Am I doing something wrong? We have a pulumi stack...
# general
a
Am I doing something wrong? We have a pulumi stack (on Google cloud) that includes a SSL certificate, a load balancer using that certificate and a bunch of other stuff. I ran a
pulumi up
where we changed domain name so a new SSL certificate needed to be replaced. A new certificate was provisioned, and the old resource was marked for deletion. But all deletions are normally queued until the last stages of a pulumi up (which is great). But before pulumi made it to the step to change the load balancer to use the new certificate, some other (unrelated) resource failed deployment. We fixed that issue and ran another
pulumi up
. But this second attempt starts with deleting the resources that are marked for deletion in the previous attempt. This means it starts with the deletion of the old certificate but it hasn't ran the steps yet to change the load balancer to use the new cert.

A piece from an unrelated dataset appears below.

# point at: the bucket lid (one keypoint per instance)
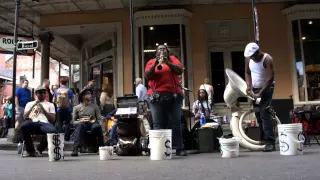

This makes the deletion fail since you can't delete a cert that is still in use. Is there a way to tell pulumi to also postpone the deletes from previous updates until all creates/updates have completed?
t
I'm also interested in this question. In the past I've just manually resolved the issue via the AWS UI then ran: (optional: if there's any pending operations)
Copy code
pulumi stack export | jq '.deployment.pending_operations = []' | pulumi stack import --force
Then:
Copy code
pulumi refresh
And then:
Copy code
pulumi up
(or merge steps 2/3 and run
pulumi up -r
instead) Which I don't think is the best solution. Particularly the first optional step that clears the pending_operations (if for example the script fails out).
l
I think removing pending operations and running
pulumi refresh
is a good option in this case. The lowest-risk option would be to run changes in much smaller batches (creating new resources, then changing existing ones, then deleting old ones), but that's more-or-less Pulumi's raison d'etre.. and with it comes some higher risks in case of failure.
a
This example was easily fixable by going in to the Google cloud console, manually switch the load balancer to the new certificatie, and then another
pulumi up
This times the deletion of the old certificate succeeds and pulumi runs just fine. I am just wondering about the reasoning behind the decision to start a pulumi up with the deletion of resources from the previous attempt. Wouldn't it make more sense to also postpone those deletes until everything has completed, just as with the deletes that are collected during this run? It seems like adding explicit dependencies between resources has no effect on this behaviour. It would be nice to have a flag to run the deletes at the end of a next attempt, and not at the start
🤔 1